これらの新ベンチマークは、検索機能を組み合わせた大規模言語モデル(LLM)による自動採点方式を採用しており、回答内の個々のファクトを効率的かつ高精度で検証できるため、実世界での精度評価をより現実に近い形で行うことが可能です。
こうした新ベンチマークによる評価の結果、GPT-5のthinkingモードにおける誤情報率は、OpenAI o3と比べると約80%も低減しました。

複雑な自由回答の場面でも「分からないことは分からない」と明確に伝え、必要に応じて根拠を示すため、実務上の引用や意思決定支援における信頼性が大幅に向上しました。
GPT-5のコーディング能力は実務レベルで大幅向上
GPT-5はSWE-bench Verifiedで74.9%、Aider polyglotでは88%と、これまでの最高スコアを達成しました。

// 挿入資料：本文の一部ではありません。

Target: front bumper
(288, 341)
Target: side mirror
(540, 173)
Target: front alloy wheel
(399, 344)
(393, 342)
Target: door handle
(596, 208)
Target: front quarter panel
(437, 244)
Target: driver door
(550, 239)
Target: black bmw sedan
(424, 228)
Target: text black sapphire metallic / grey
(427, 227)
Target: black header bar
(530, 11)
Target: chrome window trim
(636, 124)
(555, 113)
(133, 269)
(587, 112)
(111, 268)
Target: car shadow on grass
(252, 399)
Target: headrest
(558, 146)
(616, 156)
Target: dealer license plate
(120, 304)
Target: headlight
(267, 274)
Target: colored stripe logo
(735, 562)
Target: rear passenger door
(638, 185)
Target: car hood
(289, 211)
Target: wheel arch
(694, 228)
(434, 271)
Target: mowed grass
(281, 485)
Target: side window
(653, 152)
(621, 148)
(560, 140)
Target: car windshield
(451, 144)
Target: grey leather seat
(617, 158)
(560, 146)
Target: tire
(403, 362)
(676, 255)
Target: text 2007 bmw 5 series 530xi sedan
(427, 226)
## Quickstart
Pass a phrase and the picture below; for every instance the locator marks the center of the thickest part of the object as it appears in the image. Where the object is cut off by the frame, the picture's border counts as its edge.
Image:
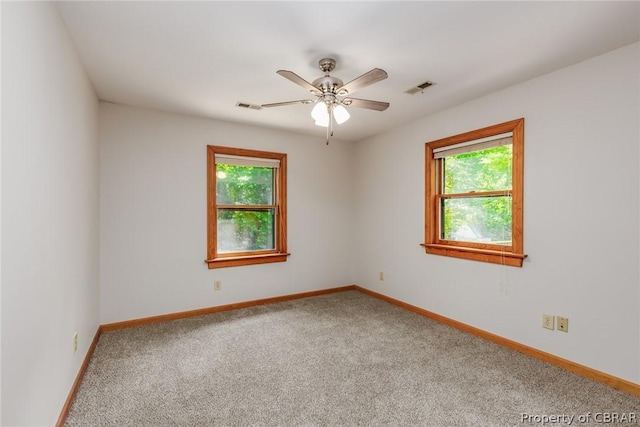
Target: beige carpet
(335, 360)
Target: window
(474, 195)
(246, 207)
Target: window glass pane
(244, 185)
(477, 219)
(484, 170)
(245, 230)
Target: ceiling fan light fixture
(341, 114)
(320, 114)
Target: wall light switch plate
(563, 324)
(547, 321)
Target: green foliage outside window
(245, 229)
(484, 218)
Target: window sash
(512, 255)
(251, 158)
(230, 159)
(475, 145)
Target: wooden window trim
(279, 254)
(512, 255)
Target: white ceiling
(200, 58)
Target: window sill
(223, 262)
(484, 255)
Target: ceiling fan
(332, 95)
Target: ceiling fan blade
(364, 80)
(290, 75)
(365, 103)
(280, 104)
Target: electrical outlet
(547, 321)
(563, 324)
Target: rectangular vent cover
(249, 106)
(419, 88)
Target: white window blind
(475, 145)
(228, 159)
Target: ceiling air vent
(420, 88)
(249, 106)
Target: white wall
(153, 214)
(49, 214)
(581, 216)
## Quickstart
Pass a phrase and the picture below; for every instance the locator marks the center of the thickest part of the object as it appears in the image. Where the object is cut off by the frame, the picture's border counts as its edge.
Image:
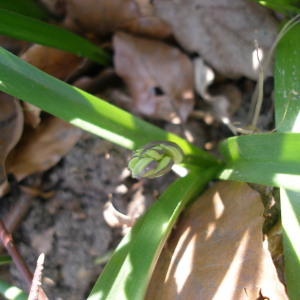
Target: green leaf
(86, 111)
(127, 274)
(31, 30)
(11, 292)
(271, 159)
(24, 7)
(286, 7)
(287, 116)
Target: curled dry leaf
(11, 127)
(114, 218)
(160, 77)
(103, 17)
(221, 31)
(41, 148)
(217, 251)
(55, 62)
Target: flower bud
(154, 159)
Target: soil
(69, 227)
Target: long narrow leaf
(287, 115)
(271, 159)
(86, 111)
(11, 292)
(24, 7)
(127, 274)
(32, 30)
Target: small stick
(14, 253)
(37, 278)
(17, 258)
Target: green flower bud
(154, 159)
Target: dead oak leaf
(216, 251)
(103, 17)
(159, 77)
(221, 31)
(41, 148)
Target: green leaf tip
(154, 159)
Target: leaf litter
(156, 45)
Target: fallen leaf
(221, 31)
(216, 251)
(55, 62)
(114, 218)
(11, 127)
(159, 77)
(41, 148)
(104, 17)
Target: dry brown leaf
(105, 17)
(114, 218)
(11, 127)
(160, 77)
(221, 31)
(55, 62)
(41, 148)
(217, 251)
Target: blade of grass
(127, 274)
(287, 116)
(286, 7)
(32, 30)
(25, 7)
(86, 111)
(271, 159)
(11, 292)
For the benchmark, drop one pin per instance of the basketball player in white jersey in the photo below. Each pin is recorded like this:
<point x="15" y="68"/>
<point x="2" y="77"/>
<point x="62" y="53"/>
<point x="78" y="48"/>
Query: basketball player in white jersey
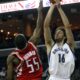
<point x="61" y="61"/>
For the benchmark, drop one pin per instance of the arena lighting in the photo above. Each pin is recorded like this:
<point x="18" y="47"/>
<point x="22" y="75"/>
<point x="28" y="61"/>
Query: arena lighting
<point x="28" y="4"/>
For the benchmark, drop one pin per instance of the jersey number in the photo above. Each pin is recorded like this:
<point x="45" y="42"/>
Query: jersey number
<point x="61" y="58"/>
<point x="31" y="66"/>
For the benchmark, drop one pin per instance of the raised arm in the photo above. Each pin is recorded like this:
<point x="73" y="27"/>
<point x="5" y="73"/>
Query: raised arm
<point x="10" y="67"/>
<point x="39" y="24"/>
<point x="67" y="26"/>
<point x="47" y="32"/>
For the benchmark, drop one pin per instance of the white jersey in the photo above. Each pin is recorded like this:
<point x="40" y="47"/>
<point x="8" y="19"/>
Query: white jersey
<point x="61" y="63"/>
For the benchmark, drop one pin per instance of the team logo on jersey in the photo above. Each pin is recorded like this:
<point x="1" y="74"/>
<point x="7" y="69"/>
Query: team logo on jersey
<point x="61" y="49"/>
<point x="29" y="54"/>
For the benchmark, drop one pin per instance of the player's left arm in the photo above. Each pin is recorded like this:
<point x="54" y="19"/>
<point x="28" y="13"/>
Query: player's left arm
<point x="69" y="34"/>
<point x="39" y="24"/>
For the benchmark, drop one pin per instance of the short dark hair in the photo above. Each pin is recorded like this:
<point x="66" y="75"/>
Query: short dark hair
<point x="20" y="41"/>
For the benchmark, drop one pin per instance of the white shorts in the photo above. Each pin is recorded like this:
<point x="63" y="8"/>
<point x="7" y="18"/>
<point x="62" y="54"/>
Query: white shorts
<point x="55" y="78"/>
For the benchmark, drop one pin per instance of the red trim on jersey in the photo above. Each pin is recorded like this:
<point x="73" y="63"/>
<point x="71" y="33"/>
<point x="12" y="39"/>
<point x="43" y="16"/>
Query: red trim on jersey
<point x="33" y="45"/>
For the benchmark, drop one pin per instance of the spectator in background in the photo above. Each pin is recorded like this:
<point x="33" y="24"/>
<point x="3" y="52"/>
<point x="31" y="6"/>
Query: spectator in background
<point x="28" y="30"/>
<point x="25" y="59"/>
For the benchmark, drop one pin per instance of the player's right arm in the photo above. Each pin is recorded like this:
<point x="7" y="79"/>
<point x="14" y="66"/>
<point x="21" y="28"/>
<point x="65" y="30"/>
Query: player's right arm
<point x="10" y="67"/>
<point x="47" y="32"/>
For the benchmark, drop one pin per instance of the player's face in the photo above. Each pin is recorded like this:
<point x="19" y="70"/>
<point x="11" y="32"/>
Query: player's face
<point x="59" y="35"/>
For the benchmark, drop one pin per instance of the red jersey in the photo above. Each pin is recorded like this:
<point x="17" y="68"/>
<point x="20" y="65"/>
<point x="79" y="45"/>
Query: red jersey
<point x="30" y="67"/>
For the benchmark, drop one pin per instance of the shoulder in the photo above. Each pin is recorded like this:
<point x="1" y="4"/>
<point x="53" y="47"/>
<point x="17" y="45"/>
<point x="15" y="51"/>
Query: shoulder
<point x="10" y="57"/>
<point x="32" y="44"/>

フロントエンド生成に関しても社内テストでo3を約70%上回り、長尺のツールチェーンを伴うエージェントタスクでもTau²-bench telecomにおいて96.7%という圧倒的な成績を記録しています。

また、APIにはverbosity
(応答の長さ)やreasoning_effort
(思考量)といった新パラメータが追加され、コードを通じてモデルの応答内容を細かく制御可能になりました。大規模なリポジトリのデバッグ、自動テスト生成、UIモックアップの一括構築など、従来は人の手が必要だった工程をワンショットでこなせる“真のコーディングパートナー”へと進化しています。
GPT-5では以下のようなゲームが簡単なプロンプトだけで生成することができます。

他にも以下のようなアプリも簡単に生成できます。
when you get access to gpt-5, try a message like "use beatbot to make a sick beat to celebrate gpt-5".
— Sam Altman (@sama) August 7, 2025
it's a nice preview of what we think this will be like as AI starts to generate its own UX and interfaces get more dynamic.
it's cool that you can interact with the… pic.twitter.com/Mm6FcFwpkn
GPT-5は心に響く魅力的な文章を生成できる
GPT-5は、韻律や語彙の選択を緻密に制御することで、自由詩から専門記事まで幅広い文体に対応し、“読者に刺さる”表現を実現しています。
公式リリースでは、京都の未亡人を題材とした詩の比較例が紹介され、GPT-5版は具体的な情景描写と余韻を残す結語により、評価者の感情スコアを大幅に向上させたと報告されています。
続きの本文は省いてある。